SEVIER COUNTY, Tenn. — The Great Smoky Mountains National Park said it recently reviewed the data from its Cades Cove Vehicle-Free Day and Laurel Falls Trail Congestion Management pilot projects in 2021, which aimed to improve safety, visitor experience and resource protection.
Based on the data, park managers announced the permanent implementation of full-day, vehicle-free Wednesday opportunities for Cades Cove Loop Road beginning May 4 through Sept. 28 in 2022, according to a release from the park.
Visitor feedback was positive for the second year of the Cades Cove Vehicle-Free Day pilot with 84% of visitors providing supportive comments, according to the park. Around 42% of commenters requested additional vehicle-free access opportunities on the Cades Cove Loop Road.
The park said an average of 1,296 visitors participated each Wednesday from May 5 through Sept. 1, 2021, and on average, 44% of those visitors walked and 56% cycled the Loop Road.
The full-day approach, along with on-site parking management, allowed better access and more opportunities to enjoy the experience throughout the day, according to officials. Parking was generally available 82% of the time, however, parking lots were consistently full during the morning hours.
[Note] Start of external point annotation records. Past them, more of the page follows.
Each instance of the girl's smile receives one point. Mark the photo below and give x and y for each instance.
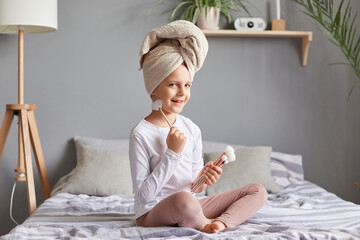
(174, 91)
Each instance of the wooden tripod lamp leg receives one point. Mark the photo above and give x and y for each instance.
(5, 128)
(28, 163)
(38, 153)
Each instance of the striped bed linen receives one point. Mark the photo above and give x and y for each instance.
(300, 210)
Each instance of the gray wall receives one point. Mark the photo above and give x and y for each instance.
(84, 81)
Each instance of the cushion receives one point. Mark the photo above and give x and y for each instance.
(102, 169)
(252, 165)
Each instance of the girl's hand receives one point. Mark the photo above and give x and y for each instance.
(211, 173)
(176, 140)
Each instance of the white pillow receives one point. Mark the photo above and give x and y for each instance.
(102, 168)
(252, 165)
(284, 167)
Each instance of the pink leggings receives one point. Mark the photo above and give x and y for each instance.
(184, 210)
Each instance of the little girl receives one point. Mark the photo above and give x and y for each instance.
(165, 161)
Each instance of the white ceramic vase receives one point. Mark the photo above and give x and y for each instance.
(211, 22)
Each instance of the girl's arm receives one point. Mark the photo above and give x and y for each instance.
(146, 183)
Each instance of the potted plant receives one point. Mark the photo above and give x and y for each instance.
(339, 25)
(206, 13)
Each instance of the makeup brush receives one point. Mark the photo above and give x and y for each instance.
(157, 106)
(226, 157)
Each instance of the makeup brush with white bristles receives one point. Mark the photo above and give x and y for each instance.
(226, 157)
(157, 106)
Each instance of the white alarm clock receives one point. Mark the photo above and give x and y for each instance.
(250, 24)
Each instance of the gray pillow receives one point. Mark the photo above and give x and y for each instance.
(252, 165)
(99, 172)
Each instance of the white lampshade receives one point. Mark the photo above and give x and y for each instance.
(32, 16)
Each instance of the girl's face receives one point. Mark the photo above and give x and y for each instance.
(174, 91)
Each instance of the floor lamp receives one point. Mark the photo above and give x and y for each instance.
(20, 17)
Park managers will continue to manage and monitor the parking areas similarly in 2022, according to the park. Visitors are encouraged to come in the afternoon and evening hours for a better chance of securing a parking space. More information about vehicle-free days is available online.
The park said it will continue to review visitor use management strategies for Laurel Falls as a part of the Laurel Falls Trail Management Plan Environmental Assessment (EA). Until this process is complete, no reservation or shuttle systems are planned for Laurel Falls.
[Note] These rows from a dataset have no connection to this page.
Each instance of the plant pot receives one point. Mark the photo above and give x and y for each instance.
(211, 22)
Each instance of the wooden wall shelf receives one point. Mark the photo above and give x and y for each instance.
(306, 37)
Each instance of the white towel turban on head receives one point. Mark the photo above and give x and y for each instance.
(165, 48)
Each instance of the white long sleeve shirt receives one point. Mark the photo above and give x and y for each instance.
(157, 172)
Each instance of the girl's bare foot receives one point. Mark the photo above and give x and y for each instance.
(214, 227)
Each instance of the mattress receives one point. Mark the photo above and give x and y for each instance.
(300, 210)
Around 91% supported the Laurel Falls Trail pilot project, which included time-restricted, reservation-only parking and restricted parking in undesignated areas along Little River Road, according to officials. Managing access through the reservation and shuttle system was expected to spread use more evenly throughout the day, creating a less crowded and more enjoyable experience on the trail and at the falls.
The park said visitors experienced lower rates of litter and a reduction in crowding overall during the pilot. An average of less than one grocery bag of trash was collected by volunteers during a six-hour shift, which was down significantly from an average of 2.2 bags prior to the pilot.
The Laurel Falls Trail Management Plan EA will consider management strategies such as those employed during the pilot project, according to officials. Park managers plan to hold a public scoping period for the EA by early summer and then release the EA for public comment later in the year.